Without the insulating sheath called myelin, the nervous system would cease to function. Learn about myelin and the lightning-quick nerve impulses that keep us alive, shape how we experience the world, and enable us to move our bodies.
Massive amounts of information are transmitted to and from our brain through the nervous system. Vision, taste, touch, smell and movement are all processed as electrical impulses and sent throughout a network of wire-like nerve cells before we experience them.
All of which happens in an instant – up to approximately 270 miles an hour.
The ability to send each signal efficiently at such speeds is due to a structure known as myelin – an insulating covering consisting of protein and lipids that wrap around the long sections of each nerve cell, called axons.
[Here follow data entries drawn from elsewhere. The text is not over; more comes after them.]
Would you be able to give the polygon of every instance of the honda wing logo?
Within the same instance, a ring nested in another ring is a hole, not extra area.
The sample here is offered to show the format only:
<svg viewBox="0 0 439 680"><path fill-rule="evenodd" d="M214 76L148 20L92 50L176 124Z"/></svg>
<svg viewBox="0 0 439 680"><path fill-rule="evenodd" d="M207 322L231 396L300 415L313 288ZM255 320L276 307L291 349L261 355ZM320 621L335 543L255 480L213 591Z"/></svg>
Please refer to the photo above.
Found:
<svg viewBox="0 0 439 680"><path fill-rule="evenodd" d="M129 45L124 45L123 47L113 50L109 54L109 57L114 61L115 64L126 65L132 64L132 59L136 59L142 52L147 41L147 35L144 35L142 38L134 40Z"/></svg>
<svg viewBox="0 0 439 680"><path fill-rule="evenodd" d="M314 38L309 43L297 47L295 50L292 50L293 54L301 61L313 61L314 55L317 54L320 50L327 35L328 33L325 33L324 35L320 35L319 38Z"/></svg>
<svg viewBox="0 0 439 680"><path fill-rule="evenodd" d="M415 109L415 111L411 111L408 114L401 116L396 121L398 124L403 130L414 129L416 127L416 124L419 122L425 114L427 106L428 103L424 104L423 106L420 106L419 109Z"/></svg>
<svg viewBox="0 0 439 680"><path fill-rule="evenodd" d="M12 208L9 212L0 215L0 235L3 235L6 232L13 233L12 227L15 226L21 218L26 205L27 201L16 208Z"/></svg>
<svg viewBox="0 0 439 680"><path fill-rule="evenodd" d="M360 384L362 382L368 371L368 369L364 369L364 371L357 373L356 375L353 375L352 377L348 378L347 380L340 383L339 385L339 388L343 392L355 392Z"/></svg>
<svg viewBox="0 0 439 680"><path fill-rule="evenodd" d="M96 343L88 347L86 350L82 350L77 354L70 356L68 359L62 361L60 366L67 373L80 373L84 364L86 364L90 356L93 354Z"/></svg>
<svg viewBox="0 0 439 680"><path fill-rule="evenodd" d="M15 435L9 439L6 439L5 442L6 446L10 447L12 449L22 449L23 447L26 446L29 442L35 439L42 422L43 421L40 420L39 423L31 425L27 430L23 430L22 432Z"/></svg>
But unlike the insulation on electrical wires which covers its entire length, myelin sheaths cover sections of the axon with short gaps in between called the nodes, sectioned much like boxcars of a train with small gaps between each.
Let’s take a simple message that travels through sets of nerve cells between the fingers and the brain. Healthy myelinated nerves will – very quickly – send the brain a message that “the stove is hot.” Then a person’s muscles know what to do next – move your hand away from the hot stove!
Damaged or destroyed myelin disrupts the message-sending process to and from the brain. That’s called demyelinating. It’s also the “D” in the name of the rare disease CIDP, which stands for Chronic Inflammatory Demyelinating Polyneuropathy. CIDP causes numbness, tingling, weakness and loss of reflexes.